Respect Forward-Only: Never try to retroactively update dispatched tasks
Use Job Locks: Always lock jobs during updates to prevent races
Handle Errors Gracefully: File update failures shouldn't crash jobs
Test Edge Cases: Consider jobs with no tasks, completed tasks, etc.

Troubleshooting¶

Common Issues¶

Keyspace Not Updating: - Verify file actually changed (MD5 hash different) - Check directory monitor is running - Ensure job is in eligible state (pending/running/paused)

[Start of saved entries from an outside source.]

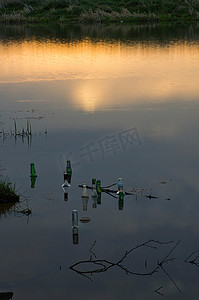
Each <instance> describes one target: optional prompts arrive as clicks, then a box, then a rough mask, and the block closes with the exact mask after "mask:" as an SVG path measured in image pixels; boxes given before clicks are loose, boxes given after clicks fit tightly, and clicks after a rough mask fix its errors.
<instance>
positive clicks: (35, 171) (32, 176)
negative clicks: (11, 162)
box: [30, 163, 37, 177]
mask: <svg viewBox="0 0 199 300" xmlns="http://www.w3.org/2000/svg"><path fill="white" fill-rule="evenodd" d="M30 176H32V177H37V174H36V171H35V166H34V164H33V163H31V164H30Z"/></svg>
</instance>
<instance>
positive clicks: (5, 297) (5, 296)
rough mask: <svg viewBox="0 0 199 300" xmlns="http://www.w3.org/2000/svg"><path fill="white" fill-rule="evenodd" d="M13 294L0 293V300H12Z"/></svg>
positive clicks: (5, 292) (9, 293)
mask: <svg viewBox="0 0 199 300" xmlns="http://www.w3.org/2000/svg"><path fill="white" fill-rule="evenodd" d="M13 295H14V293H12V292H0V299H1V300H10V299H12V297H13Z"/></svg>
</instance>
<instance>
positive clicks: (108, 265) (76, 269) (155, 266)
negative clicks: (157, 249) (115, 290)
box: [69, 239, 181, 294]
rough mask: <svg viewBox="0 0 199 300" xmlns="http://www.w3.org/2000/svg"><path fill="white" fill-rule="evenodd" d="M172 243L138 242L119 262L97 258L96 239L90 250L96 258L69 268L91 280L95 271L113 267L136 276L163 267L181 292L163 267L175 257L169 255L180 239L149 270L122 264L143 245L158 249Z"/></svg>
mask: <svg viewBox="0 0 199 300" xmlns="http://www.w3.org/2000/svg"><path fill="white" fill-rule="evenodd" d="M172 243H174V241H168V242H162V241H159V240H152V239H149V240H148V241H146V242H144V243H141V244H137V245H136V246H135V247H133V248H131V249H130V250H128V251H126V252H125V253H124V255H123V256H122V257H121V258H120V259H119V260H118V261H117V262H115V263H114V262H112V261H109V260H107V259H96V255H95V254H94V253H93V252H92V249H93V247H94V246H95V244H96V241H95V242H94V244H93V245H92V247H91V248H90V250H89V251H90V252H91V253H92V254H93V255H94V257H95V259H93V257H92V255H91V256H90V259H89V260H82V261H79V262H76V263H75V264H73V265H71V266H70V267H69V268H70V269H71V270H72V271H75V272H76V273H78V274H79V275H82V276H85V277H86V278H88V279H89V280H91V278H90V277H89V275H93V274H94V273H102V272H106V271H108V270H109V269H110V268H112V267H118V268H120V269H122V270H123V271H124V272H125V273H126V274H131V275H135V276H151V275H153V274H154V273H157V272H158V271H159V270H160V269H161V270H162V271H163V272H164V273H165V274H166V275H167V277H168V278H169V279H170V280H171V282H172V283H173V284H174V286H175V287H176V288H177V289H178V290H179V291H180V292H181V290H180V288H179V287H178V286H177V284H176V283H175V281H174V280H173V279H172V277H171V276H170V275H169V273H168V272H167V271H166V270H165V268H164V267H163V265H164V264H165V263H168V262H171V261H173V260H174V258H169V257H170V255H171V253H172V252H173V251H174V250H175V248H176V247H177V246H178V244H179V243H180V241H178V242H176V243H175V245H174V246H173V247H172V249H171V250H170V251H169V252H168V253H167V254H166V255H165V256H164V258H163V259H162V260H158V261H157V265H156V266H155V267H154V268H152V269H151V270H150V271H148V272H135V271H131V270H129V269H128V268H127V267H124V266H123V265H122V263H123V262H124V260H125V259H126V258H127V257H128V256H129V255H130V253H132V252H133V251H136V250H137V249H140V248H143V247H149V248H152V249H157V248H158V247H157V245H167V244H172ZM85 266H86V268H85ZM145 266H146V263H145ZM80 267H83V270H80ZM91 281H92V280H91ZM161 288H162V287H161ZM159 289H160V288H159ZM159 289H157V290H156V292H157V293H159V294H161V293H160V292H158V291H159Z"/></svg>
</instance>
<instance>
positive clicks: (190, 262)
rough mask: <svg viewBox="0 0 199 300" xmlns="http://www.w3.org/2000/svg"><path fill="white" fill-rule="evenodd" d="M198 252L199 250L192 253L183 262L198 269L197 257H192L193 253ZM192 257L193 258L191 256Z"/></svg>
mask: <svg viewBox="0 0 199 300" xmlns="http://www.w3.org/2000/svg"><path fill="white" fill-rule="evenodd" d="M197 252H199V250H196V251H194V252H192V253H191V254H190V255H189V256H188V257H187V258H186V259H185V260H184V262H186V263H189V264H192V265H195V266H196V267H198V268H199V263H198V262H197V259H198V258H199V255H196V256H195V255H194V254H195V253H197ZM193 255H194V256H193Z"/></svg>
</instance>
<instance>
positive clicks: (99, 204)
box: [96, 180, 102, 205]
mask: <svg viewBox="0 0 199 300" xmlns="http://www.w3.org/2000/svg"><path fill="white" fill-rule="evenodd" d="M96 190H97V204H98V205H100V204H101V195H102V191H101V181H100V180H97V185H96Z"/></svg>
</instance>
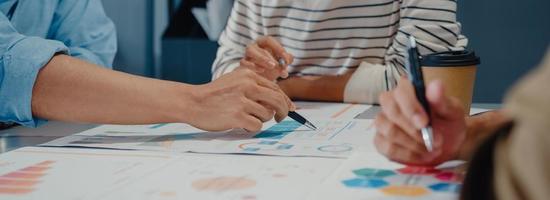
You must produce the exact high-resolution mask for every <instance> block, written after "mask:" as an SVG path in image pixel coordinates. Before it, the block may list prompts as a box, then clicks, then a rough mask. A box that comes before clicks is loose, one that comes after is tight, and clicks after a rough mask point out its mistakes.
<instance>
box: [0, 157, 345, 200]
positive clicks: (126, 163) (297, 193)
mask: <svg viewBox="0 0 550 200" xmlns="http://www.w3.org/2000/svg"><path fill="white" fill-rule="evenodd" d="M342 161H343V160H340V159H324V158H285V157H267V156H239V155H198V154H170V153H166V152H164V153H155V152H142V151H121V150H117V151H114V150H97V149H74V148H46V147H40V148H37V147H29V148H23V149H19V150H16V151H12V152H9V153H5V154H1V155H0V182H1V183H2V184H1V185H0V199H4V198H6V199H56V200H64V199H81V200H87V199H304V198H305V197H306V196H307V195H308V194H309V193H310V191H311V190H312V188H314V187H316V186H317V185H318V184H319V183H320V182H323V181H324V179H325V178H326V177H327V176H328V175H330V173H331V172H332V171H334V170H335V169H336V168H337V167H338V166H339V165H340V164H341V162H342Z"/></svg>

Incorrect Effective Keyspace: - Verify multiplication_factor is set correctly - Check if job uses rule splitting - Review calculation for "missed" keyspace

Potfile Not Updating Jobs: - Ensure manual refresh was triggered - Check potfile staging has new entries - Verify job references potfile wordlist

Debug Logging¶

Enable debug logging to trace update flow:

DEBUG: Directory monitor detected change
DEBUG: Handling wordlist update, old: 1000000, new: 1100000
DEBUG: Updated job keyspace, effective: 1100000000

Limitations¶

No Retroactive Updates: Already-dispatched work won't get new words/rules
Forward Progress Only: System doesn't track or compensate for missed combinations
Manual Potfile Refresh: Requires user action to trigger potfile updates
File Lock Conflicts: Rapid file changes might cause temporary update delays

Future Enhancements¶

Potential improvements under consideration:

Deficit Tracking: Optional mode to track missed combinations
Automatic Potfile Refresh: Configurable automatic refresh intervals
Smart Chunking: Re-chunk remaining work when files change significantly
Update History: Track all keyspace changes for job audit trail
Predictive Updates: Estimate impact before applying changes

Summary¶

The Job Update System ensures KrakenHashes jobs remain accurate and efficient as resources change. By following a forward-only philosophy, it provides a balance between consistency for running tasks and adaptability for future work. Understanding this system helps explain why job keyspaces may change during execution and how the system maintains integrity without disrupting active cracking operations.